To soak the glass noodles, in a bowl, add the glass noodles and pour in the hot water. Soak for about 5 minutes until softened, then drain and cut into about 2-inch lengths.
To cook the filling, in a pan over high heat, add the cooking oil, carrot, snow peas, shiitake mushrooms, and garlic. Stir-fry for about 2 minutes until aromatic and slightly softened. Add the glass noodles, vegetarian oyster sauce, and white pepper, then mix well. Let the filling cool for about 5 minutes.
To make the dipping sauce, in a bowl, mix together the soy sauce, Chinkiang vinegar, and chili oil.
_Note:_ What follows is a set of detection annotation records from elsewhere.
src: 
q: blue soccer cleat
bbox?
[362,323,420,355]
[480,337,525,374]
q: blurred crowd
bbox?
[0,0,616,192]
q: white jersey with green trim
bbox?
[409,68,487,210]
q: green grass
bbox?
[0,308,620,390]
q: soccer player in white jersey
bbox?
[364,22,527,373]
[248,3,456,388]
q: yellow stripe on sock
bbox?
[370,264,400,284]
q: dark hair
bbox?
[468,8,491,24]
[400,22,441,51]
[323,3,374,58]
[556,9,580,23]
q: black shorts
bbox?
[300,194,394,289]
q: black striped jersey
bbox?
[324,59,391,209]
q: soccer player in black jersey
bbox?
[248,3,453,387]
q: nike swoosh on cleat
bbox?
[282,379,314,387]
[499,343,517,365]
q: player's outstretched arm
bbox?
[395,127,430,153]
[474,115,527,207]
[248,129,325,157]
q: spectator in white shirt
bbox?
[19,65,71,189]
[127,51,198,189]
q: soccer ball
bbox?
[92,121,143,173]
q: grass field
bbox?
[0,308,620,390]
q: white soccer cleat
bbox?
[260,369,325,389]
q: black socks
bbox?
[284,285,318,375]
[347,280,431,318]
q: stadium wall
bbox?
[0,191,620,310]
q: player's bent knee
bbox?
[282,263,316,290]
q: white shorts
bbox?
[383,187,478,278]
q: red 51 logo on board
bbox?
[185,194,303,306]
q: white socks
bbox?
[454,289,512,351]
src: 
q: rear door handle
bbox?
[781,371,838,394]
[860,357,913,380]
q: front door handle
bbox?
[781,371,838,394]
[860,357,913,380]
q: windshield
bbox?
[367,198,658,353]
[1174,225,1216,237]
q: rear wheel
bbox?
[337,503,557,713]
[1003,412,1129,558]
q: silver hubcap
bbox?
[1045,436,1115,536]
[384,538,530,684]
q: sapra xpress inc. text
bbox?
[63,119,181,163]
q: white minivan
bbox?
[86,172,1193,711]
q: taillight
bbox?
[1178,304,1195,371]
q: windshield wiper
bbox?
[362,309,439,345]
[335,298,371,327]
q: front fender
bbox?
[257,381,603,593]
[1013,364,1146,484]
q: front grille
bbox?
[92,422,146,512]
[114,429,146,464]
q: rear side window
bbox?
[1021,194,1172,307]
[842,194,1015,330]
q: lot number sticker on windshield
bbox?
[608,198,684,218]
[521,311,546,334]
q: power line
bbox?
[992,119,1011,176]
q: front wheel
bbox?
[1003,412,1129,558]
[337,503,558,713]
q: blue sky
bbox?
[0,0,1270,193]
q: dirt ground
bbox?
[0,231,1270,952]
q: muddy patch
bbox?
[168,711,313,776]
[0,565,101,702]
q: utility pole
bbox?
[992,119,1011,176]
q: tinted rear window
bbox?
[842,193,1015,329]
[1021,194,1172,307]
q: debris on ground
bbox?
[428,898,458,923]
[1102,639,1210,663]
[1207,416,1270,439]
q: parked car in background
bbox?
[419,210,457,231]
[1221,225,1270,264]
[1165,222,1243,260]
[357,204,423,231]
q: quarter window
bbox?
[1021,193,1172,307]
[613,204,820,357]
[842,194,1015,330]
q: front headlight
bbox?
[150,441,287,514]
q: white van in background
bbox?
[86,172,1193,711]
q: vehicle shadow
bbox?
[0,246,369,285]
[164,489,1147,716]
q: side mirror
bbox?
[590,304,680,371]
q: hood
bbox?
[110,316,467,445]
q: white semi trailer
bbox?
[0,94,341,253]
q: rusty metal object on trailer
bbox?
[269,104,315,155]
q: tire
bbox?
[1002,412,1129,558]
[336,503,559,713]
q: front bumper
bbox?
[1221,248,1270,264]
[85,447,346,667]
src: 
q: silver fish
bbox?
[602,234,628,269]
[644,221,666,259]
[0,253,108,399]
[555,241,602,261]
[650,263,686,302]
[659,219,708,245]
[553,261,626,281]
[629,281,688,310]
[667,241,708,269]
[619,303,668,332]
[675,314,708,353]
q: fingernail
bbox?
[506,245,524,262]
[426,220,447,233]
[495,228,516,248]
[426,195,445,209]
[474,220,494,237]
To assemble the potstickers, in a bowl, whisk together the water and rice vinegar. Place a sheet of rice paper on a working surface and lightly brush both sides with the water mixture until softened but not overly wet. Place about 1 tablespoon of filling near the bottom corner, fold up the bottom, fold in the sides, and roll tightly. Repeat with the remaining filling and rice paper.
To pan-fry the potstickers, in a pan over medium heat, add the cooking oil and sprinkle in the salt. Transfer the potstickers to the pan and pan-fry for about 2 minutes per side until crispy and golden brown. Repeat with the remaining potstickers and serve with the dipping sauce.